# Poll on how to post jokes



## Pudsey_Bear (Sep 25, 2008)

Since 11-02-2013 I've had one single thread for all jokes I post unless I find a especially good one.

Cabby has suggested I post them individually in future, not sure why, but it's a suggestion I thought I'd run by the membership, so a poll, it's a simple one or the other I think, but no doubt some pedant will suggest another few > >


----------



## TeamRienza (Sep 21, 2010)

Hi, 

I have voted for a continuation of the single thread. It means if I am away for a few days I can catch up on all the jokes easily with out searching.

I also from time to time use fruitcakes, and whilst I enjoy a lot of what Roger posts, each one has to be found and loaded separately which is a little time consuming. On occasions there have been jokes or clips that I wish to look at on a subsequent date and again the single thread facilitates this.

Given the flak Roger used to get, (unfairly in my opinion ) leave the current system alone.

Davy


----------



## barryd (May 9, 2008)

TeamRienza said:


> Hi,
> 
> I have voted for a continuation of the single thread. It means if I am away for a few days I can catch up on all the jokes easily with out searching.
> 
> ...


Rogers jokes and vids keep us laughing on Fruitcakes all the time. He is a full time Fruitcakes employee now! MHF's loss, Fruits gain!! 

That forum is all about silliness and fun though and its all about that sort of thing. Probably best keep MHF as it is.


----------



## cabby (May 14, 2005)

Now let us put this correctly. All jokes are now put into the Jokes and Trivia section.The prolific posting by Roger made this necessary, as members complained about the amount of humour posts on the front page.
Kev has made all his output into a single thread and I wondered if this was such a good idea. So a poll was put up. I have to be honest Kev I had no idea that thread had been going on for so long, it took me ages to work my way through them all, I enjoyed them but got a bit bored towards the end, But if I left the thread I would not know exactly where to re join for the ones I had not read. Whereas individually they are classed as a new post and I can find the latest inputs. Hope that explains my thoughts correctly.


cabby

I'll borrow your coat mate it matches my tin hat.:laugh::laugh:


----------



## Pudsey_Bear (Sep 25, 2008)

cabby said:


> Now let us put this correctly. All jokes are now put into the Jokes and Trivia section.The prolific posting by Roger made this necessary, as members complained about the amount of humour posts on the front page.
> Kev has made all his output into a single thread and I wondered if this was such a good idea. So a poll was put up. I have to be honest Kev I had no idea that thread had been going on for so long, it took me ages to work my way through them all, I enjoyed them but got a bit bored towards the end, But if I left the thread I would not know exactly where to re join for the ones I had not read. Whereas individually they are classed as a new post and I can find the latest inputs. Hope that explains my thoughts correctly.
> 
> cabby
> ...


I see your problem Cabbs, a simple solution would be to write down or remember the post and page number as they are unique.
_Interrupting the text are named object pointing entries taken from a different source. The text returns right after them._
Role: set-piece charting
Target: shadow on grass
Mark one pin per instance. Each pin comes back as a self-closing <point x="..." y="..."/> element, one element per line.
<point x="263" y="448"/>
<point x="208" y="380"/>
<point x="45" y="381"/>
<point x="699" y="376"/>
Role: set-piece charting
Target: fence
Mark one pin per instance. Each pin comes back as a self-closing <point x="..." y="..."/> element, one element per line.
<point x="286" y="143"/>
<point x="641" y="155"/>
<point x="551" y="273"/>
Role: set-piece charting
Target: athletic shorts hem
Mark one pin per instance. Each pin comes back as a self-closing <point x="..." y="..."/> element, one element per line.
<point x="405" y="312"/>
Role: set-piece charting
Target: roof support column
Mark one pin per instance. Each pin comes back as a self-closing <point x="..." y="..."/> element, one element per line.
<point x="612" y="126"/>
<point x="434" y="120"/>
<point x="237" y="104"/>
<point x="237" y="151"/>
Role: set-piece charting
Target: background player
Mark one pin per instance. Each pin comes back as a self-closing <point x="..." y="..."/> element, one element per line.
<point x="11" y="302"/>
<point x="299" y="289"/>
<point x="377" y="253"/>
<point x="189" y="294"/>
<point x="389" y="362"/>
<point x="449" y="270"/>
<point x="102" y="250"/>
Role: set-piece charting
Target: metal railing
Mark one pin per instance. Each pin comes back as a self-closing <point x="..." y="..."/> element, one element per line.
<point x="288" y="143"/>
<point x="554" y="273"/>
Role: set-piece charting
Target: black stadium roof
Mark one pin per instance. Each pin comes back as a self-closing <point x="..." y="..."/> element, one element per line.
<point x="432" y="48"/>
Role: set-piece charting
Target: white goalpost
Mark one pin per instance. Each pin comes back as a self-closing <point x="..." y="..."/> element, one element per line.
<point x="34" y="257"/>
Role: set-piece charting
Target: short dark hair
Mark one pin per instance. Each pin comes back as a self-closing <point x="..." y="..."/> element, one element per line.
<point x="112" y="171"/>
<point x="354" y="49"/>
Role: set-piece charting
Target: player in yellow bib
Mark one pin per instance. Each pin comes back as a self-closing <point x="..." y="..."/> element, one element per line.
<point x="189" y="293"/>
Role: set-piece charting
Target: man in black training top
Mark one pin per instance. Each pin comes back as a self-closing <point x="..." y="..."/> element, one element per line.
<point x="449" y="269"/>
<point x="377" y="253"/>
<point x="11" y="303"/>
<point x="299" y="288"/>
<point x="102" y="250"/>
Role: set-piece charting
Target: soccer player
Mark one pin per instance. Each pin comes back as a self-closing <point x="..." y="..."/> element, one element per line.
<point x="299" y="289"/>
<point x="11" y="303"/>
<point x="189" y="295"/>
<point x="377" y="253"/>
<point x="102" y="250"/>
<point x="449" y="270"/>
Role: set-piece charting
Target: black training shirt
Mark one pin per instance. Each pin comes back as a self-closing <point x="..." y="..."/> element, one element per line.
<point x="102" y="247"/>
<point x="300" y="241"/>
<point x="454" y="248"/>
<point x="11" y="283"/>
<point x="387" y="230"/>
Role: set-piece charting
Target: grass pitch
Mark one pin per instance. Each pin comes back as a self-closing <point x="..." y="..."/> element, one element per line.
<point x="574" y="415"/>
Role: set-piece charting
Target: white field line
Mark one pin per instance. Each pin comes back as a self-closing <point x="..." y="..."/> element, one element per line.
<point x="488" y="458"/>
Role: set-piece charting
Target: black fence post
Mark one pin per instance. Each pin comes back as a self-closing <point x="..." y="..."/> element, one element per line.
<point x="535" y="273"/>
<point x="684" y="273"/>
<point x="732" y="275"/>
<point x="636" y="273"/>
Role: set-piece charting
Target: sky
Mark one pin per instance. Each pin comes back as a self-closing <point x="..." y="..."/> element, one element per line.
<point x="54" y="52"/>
My coat would is in constant use >


----------



## Pudsey_Bear (Sep 25, 2008)

I'm almost certain there is a setting where you can go back to where you left off in a thread, but don't know how to set it up, Admin might know though.


----------



## spykal (May 9, 2005)

I go to the last post in the thread and work my way back until I start to think "duh I have read these before" :grin2:


----------



## spykal (May 9, 2005)

Here you go Cabby, I have posted how to do it in website help:

http://forums.motorhomefacts.com/17...find-next-unread-post-thread.html#post1475306 <<<click


----------